Banville’s writing is simply masterful. Vic unveils his story with marvelous suspense even though, in some sense, we know key essential ending details from the earliest pages. What is most slowly revealed is the WHO of the two different denunciations, one is no surprise and the other rather startling.

Another part of the brilliance of Banville’s writing is the way Vic deals with homosexuality. It’s all so easy and natural. One even has the sense there are virtually no straight folks in the world. Vic’s world is a world of women, children and gay men; it’s as though the heterosexual male doesn’t exist though a few bi-sexual men are around. It was all so well done by Banville, never raised to the level of “an issue,” just a natural part of Vic’s world. I was very impressed with Banville’s manner of creating and presenting this part of Vic’s life.

John Banville is a serious and exceptionally talented writer.

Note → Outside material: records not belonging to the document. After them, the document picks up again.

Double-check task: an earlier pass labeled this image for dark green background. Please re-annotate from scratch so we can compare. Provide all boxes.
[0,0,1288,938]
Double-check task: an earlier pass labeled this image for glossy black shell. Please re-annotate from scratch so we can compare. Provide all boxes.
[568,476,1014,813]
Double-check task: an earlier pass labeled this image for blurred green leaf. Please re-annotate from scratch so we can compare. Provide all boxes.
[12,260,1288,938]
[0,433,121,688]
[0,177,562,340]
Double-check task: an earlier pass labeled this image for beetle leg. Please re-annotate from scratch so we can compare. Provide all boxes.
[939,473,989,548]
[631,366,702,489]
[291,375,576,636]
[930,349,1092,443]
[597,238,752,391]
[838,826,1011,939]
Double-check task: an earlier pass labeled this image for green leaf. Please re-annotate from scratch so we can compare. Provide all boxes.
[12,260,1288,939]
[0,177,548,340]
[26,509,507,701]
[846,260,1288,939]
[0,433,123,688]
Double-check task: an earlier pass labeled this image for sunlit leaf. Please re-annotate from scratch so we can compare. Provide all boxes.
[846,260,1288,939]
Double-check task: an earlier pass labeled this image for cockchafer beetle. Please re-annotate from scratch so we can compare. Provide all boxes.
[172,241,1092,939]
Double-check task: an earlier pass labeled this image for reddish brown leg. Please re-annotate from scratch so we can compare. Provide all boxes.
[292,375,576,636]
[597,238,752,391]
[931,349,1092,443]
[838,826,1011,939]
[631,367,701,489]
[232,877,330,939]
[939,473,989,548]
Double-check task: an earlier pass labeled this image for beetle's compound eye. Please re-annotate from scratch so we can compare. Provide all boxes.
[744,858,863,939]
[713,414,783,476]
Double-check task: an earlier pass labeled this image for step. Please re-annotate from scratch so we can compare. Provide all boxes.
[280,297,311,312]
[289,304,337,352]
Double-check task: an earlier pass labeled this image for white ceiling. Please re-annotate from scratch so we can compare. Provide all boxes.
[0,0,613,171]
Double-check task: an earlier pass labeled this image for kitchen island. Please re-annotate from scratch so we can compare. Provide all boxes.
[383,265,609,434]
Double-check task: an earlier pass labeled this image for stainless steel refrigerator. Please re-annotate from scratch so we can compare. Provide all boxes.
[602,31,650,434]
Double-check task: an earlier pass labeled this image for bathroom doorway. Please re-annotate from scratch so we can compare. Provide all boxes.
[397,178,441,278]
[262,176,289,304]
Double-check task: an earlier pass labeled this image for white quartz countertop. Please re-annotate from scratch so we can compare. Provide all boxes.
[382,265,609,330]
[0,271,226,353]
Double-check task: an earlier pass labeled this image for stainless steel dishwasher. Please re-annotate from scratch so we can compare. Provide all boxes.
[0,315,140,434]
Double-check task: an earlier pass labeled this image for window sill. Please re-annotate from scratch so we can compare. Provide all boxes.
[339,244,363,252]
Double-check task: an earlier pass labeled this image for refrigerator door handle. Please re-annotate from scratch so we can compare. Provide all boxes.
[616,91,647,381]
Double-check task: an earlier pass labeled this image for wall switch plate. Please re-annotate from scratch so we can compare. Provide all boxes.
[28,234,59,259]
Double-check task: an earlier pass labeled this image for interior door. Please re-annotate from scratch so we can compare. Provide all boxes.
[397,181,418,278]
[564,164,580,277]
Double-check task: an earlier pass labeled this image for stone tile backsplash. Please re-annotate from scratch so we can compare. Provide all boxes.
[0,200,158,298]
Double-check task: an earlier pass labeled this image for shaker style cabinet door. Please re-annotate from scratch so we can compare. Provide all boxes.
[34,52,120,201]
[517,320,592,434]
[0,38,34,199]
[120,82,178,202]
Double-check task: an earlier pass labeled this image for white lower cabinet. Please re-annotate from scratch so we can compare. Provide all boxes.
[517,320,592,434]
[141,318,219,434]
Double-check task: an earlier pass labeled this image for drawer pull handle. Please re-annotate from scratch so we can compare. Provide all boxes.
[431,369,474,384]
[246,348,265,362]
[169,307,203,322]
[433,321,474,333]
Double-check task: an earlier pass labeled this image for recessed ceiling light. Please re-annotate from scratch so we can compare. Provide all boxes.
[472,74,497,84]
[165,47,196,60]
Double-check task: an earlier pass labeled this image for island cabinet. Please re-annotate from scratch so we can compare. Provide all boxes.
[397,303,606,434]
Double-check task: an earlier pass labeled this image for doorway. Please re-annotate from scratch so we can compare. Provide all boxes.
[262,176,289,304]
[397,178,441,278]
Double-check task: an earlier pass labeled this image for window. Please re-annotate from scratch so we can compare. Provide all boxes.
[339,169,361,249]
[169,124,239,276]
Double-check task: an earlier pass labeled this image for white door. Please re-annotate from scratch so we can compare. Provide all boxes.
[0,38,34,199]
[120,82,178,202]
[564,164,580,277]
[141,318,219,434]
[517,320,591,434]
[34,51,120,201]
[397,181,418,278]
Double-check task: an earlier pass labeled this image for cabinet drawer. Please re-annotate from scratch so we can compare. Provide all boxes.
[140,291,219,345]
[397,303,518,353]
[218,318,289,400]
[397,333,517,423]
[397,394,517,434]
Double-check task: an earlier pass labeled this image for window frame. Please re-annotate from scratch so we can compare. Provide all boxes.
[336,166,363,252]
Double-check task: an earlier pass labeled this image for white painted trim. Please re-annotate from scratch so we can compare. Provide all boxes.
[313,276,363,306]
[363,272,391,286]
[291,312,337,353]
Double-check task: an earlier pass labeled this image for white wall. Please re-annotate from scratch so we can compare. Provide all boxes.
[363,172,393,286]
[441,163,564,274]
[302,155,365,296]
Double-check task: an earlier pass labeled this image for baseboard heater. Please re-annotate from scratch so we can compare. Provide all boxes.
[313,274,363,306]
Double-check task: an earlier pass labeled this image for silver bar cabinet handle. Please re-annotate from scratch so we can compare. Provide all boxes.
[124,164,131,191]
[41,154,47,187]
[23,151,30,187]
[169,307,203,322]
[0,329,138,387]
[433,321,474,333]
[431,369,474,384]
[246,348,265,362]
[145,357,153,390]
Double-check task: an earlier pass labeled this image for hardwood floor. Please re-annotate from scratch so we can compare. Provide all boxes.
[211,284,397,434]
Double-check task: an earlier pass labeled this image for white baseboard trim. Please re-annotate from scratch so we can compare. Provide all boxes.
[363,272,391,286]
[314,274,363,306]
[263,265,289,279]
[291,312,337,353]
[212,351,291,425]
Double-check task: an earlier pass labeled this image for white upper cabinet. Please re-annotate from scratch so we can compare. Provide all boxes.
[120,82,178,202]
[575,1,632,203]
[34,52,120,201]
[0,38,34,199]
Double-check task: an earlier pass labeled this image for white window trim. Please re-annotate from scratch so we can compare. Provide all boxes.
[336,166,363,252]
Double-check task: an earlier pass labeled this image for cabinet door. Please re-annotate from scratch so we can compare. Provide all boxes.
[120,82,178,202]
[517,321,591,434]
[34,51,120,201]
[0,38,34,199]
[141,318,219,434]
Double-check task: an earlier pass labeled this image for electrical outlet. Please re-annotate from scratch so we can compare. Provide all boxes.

This novel is suspenseful, philosophical, literary, intriguing and sent me rushing to learn more about the Apostles and the Cambridge spies – generally wonderful writing and a gripping story. Yet Vic himself is aware that his life is rather extraordinary, especially the spying and homosexuality. At one point he says: “Art was the only things in my life that was not tainted.”

I must allow Banville one sort of fetish – his attraction to an extremely arcane vocabulary. It’s as though he delights in using words which are likely to send the most literate of readers scurrying to the dictionary as he did me on several occasions. I sort of enjoyed it as well as I did his other word games that abound in The Untouchable. I especially loved his: ““If I may be allowed the oxymoron, profoundly frivolous.”